As much as I loved the headlining acts that I managed to see, I was also thrilled by some of the earlier sets by bands that I already follow — like Hurray for the Riff Raff, The Weeks, and Matrimony — and by bands whose music I wasn’t really familiar with, especially Against Me!, JOHNNYSWIM, Willie Watson, and The Soul Rebels.
Despite the relative ease of getting around the grounds and the unusually pleasant summer weather, I got a little weary of the large crowds on day 2, so day 3 was especially refreshing. The crowds seemed slightly tamer and older — no surprise given that fewer really young people seemed to turn out for the Sunday night headliners Beck and The Replacements, both of whom were flat out fantastic.
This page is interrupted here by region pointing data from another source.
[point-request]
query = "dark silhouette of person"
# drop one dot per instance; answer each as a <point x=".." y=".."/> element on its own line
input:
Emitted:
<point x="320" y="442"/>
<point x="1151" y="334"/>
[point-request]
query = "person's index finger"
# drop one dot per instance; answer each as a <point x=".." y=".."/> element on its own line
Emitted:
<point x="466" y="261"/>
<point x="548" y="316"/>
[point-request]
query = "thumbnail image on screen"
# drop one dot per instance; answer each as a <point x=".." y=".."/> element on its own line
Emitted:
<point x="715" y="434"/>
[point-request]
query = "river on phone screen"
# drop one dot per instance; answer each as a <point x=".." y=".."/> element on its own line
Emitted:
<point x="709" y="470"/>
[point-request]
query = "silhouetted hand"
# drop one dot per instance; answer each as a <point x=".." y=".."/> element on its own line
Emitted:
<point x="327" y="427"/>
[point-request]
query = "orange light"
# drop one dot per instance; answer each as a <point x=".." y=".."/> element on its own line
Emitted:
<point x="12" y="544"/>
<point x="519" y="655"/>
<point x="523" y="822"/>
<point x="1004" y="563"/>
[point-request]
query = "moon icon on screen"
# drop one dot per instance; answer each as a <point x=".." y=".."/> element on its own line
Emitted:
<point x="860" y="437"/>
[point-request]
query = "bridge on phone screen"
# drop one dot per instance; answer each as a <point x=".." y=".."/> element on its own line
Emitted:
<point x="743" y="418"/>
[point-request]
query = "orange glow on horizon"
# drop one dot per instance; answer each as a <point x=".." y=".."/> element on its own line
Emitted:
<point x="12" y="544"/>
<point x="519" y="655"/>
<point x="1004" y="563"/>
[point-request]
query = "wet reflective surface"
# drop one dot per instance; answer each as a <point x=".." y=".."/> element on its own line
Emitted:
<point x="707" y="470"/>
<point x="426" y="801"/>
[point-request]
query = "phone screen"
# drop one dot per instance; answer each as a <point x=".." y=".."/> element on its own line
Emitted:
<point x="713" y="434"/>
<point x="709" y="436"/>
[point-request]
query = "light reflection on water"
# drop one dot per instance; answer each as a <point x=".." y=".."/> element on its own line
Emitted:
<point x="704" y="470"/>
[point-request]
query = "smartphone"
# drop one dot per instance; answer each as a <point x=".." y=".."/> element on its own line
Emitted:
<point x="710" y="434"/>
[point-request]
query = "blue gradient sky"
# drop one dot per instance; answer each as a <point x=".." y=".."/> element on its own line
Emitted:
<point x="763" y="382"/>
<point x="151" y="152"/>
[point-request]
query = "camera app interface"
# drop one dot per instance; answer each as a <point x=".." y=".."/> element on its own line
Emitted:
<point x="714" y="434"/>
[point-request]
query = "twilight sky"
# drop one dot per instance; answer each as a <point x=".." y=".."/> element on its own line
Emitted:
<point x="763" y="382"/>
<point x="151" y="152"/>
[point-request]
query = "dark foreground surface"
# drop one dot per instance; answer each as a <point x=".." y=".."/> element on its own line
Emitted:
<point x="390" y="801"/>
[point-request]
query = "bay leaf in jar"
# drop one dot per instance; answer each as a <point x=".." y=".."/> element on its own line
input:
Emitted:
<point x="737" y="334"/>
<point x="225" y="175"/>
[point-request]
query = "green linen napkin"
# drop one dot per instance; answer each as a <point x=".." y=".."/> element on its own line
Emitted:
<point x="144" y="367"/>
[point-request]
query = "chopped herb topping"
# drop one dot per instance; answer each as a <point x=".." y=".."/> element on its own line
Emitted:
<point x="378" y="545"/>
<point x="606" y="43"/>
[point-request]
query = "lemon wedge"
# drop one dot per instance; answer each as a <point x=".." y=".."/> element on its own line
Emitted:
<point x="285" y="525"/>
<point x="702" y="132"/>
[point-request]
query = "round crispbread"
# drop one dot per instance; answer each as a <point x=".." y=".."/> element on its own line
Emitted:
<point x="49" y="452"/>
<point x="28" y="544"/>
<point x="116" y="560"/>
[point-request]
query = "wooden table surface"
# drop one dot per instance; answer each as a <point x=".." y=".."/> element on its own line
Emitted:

I began my Sunday with powerful sets by Matrimony and The Weeks. My only regret was that the two overlapped a little — it made for a tough choice. I could imagine both bands headlining a festival like Forecastle by the end of the decade. Both bands also happen to be compelling subjects for photos.
I also caught part of the Sunday sets by Lucius, Chrome Sparks, Sharon Van Etten, Trampled By Turtles, Sun Kil Moon, Nickel Creek, and Tune-Yards, before camping out on the great lawn for The Replacements then Beck.
The strength and diversity of the lineup is obviously an extension of founder JK McKnight’s vision and of the booking expertise of AC Entertainment (programmer of Bonnaroo). The headliners seemed perfectly pitched to attract a wide age range — around me at Outkast were teens who literally grew up listening to the band and folks who were already adults when those two immensely talented and daring kids burst onto the scene.
It was a dizzying, dazzling weekend of music — and everything stayed on schedule too. I had few complaints about the beautiful staging and strong production values, and I’d say the artists were mainly responsible when things didn’t go so well. Like Jack White with the overly complex but poorly used banks of lights and all that blue light and smoke — maybe a nice effect for a song or two . . .
So could Forecastle get bigger and better? (Sometimes those two terms are antithetical, of course.) It certainly seems possible to add another day to the event, but then we’re talking about more than a weekend and about stretching staff resources and municipal services. The Boom Stage sometimes seemed to have more fans than the larger Mast Stage, and I thought there were a few spots where the crowds got a little too pinched. I’m sure the VIP tickets generate some good revenue and fill a need, but a lot of real estate was lost to the VIP viewing areas, which often weren’t well-occupied and didn’t even necessarily offer such great views.
But those are minor quibbles — really minor quibbles — with a stunningly successful event.
I’ll have quite a number of photo sets to post in the next day or two.